FILE: An HIV patient with medication. Picture: AFP

JOHANNESBURG - "If they leave, nobody else will be encouraging the community to come forward and seek help if they are HIV positive."

This is the view of Chief Thembinkosi Zulu from Eshowe in KwaZulu-Natal on Doctors Without Borders’ (MSF) input in his community. He said the aid the organisation has provided to them has had a massive positive impact on the community. So much so, that they don’t know how their ability to reduce one of South Africa’s highest antiretroviral treatment rates would be sustained once the international NGO leaves the area.

“We have a good relationship with Doctors Without Borders. The HIV infection rate has decreased since they’ve arrived, and people can talk freely about the virus,” the chief explained to Eyewitness News.

WATCH: HIV in KZN: the story of death to life

Out of all the nine provinces, KZN has the highest number of people living with HIV, accounting for around 24% of the country's infection rates. In 2013, 70% of people living in the town of Eshowe were on antiretroviral treatment. Five years later, that number has jumped to 94%.

The Joint United Nations Programme on HIV and Aids set a treatment target for South Africa to fight the pandemic. UNAids' 90-90-90 strategy stipulated that by next year, 90% of people infected which HIV would know their status, 90% of HIV positive patients would receive treatment, while 90% of those on antiretrovirals would have viral suppression.

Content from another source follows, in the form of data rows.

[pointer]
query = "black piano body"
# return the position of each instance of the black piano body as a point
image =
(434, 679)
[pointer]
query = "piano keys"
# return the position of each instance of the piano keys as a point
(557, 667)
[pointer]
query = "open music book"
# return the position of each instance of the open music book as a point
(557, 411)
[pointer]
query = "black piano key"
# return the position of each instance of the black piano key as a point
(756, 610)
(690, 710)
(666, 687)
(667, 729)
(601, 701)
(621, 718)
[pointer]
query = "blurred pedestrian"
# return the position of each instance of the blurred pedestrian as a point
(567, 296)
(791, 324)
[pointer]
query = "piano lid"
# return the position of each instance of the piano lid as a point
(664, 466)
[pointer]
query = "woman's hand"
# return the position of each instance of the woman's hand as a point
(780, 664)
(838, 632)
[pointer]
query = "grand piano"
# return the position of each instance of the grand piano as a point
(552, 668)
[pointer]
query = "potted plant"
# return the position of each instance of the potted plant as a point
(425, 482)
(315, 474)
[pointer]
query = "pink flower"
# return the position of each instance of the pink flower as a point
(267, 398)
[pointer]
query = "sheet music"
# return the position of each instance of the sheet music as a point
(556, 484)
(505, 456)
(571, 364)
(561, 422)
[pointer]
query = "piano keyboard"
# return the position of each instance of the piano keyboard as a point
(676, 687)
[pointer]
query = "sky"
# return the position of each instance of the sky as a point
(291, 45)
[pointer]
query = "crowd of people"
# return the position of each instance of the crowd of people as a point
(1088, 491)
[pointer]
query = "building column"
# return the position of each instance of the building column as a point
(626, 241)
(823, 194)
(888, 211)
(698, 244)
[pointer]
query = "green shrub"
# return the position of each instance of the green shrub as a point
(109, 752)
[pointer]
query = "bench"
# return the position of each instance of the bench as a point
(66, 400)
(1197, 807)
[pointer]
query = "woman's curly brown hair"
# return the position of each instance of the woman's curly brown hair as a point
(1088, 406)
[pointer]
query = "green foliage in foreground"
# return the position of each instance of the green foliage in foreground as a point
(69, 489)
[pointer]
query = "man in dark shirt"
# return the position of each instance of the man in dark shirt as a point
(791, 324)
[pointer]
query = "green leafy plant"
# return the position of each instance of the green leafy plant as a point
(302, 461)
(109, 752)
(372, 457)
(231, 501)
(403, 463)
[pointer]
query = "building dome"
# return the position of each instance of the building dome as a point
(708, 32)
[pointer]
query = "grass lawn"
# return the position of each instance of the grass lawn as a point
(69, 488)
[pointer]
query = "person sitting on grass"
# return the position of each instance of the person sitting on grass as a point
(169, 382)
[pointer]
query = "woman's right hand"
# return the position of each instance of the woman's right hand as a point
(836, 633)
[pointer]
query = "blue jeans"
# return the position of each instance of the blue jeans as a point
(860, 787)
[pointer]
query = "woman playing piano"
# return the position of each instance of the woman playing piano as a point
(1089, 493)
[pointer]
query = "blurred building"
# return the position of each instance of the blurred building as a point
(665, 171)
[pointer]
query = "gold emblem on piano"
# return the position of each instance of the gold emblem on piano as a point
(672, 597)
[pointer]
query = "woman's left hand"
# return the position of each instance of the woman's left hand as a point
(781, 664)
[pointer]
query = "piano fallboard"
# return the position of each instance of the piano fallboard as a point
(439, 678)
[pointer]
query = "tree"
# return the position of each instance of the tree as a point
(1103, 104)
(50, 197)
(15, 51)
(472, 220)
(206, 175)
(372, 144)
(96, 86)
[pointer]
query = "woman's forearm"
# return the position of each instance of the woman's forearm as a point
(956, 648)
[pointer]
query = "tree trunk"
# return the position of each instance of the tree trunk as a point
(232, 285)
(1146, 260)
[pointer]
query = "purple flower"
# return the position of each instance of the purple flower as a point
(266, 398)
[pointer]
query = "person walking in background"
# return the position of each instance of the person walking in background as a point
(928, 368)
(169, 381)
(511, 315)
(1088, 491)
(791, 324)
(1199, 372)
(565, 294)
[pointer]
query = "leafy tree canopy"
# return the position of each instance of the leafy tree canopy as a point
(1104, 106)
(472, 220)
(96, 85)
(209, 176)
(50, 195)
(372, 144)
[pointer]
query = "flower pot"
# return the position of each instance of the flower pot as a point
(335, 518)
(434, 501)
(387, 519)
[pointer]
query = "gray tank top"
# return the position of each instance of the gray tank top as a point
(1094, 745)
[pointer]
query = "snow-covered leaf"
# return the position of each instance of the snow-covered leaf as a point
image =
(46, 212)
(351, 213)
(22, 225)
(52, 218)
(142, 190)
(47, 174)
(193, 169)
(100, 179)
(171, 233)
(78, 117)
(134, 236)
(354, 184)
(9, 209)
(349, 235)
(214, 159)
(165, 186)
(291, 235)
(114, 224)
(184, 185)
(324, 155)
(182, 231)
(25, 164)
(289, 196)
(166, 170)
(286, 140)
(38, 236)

In Eshowe, north of KwaZulu-Natal, these targets have been exceeded well before the deadline at 90-94-95.

But this success was achieved through the intervention of foreign medical aid, specifically the humanitarian group MSF. The organisation has been working in the area since 2011 when it launched its Bending the Curves project.

MSF’s Dr Lizbette Ooler explained their involvement: “We have been really working with the community. We have been discussing with the people, trying to find out, why they’re getting challenges to getting access to healthcare and how can we improve it.”

The work of MSF has also been boosted by the cooperation of traditional leaders.

While Eshowe has done exceptionally well in the fight against HIV, KwaZulu-Natal remained the province with the highest prevalence on the continent.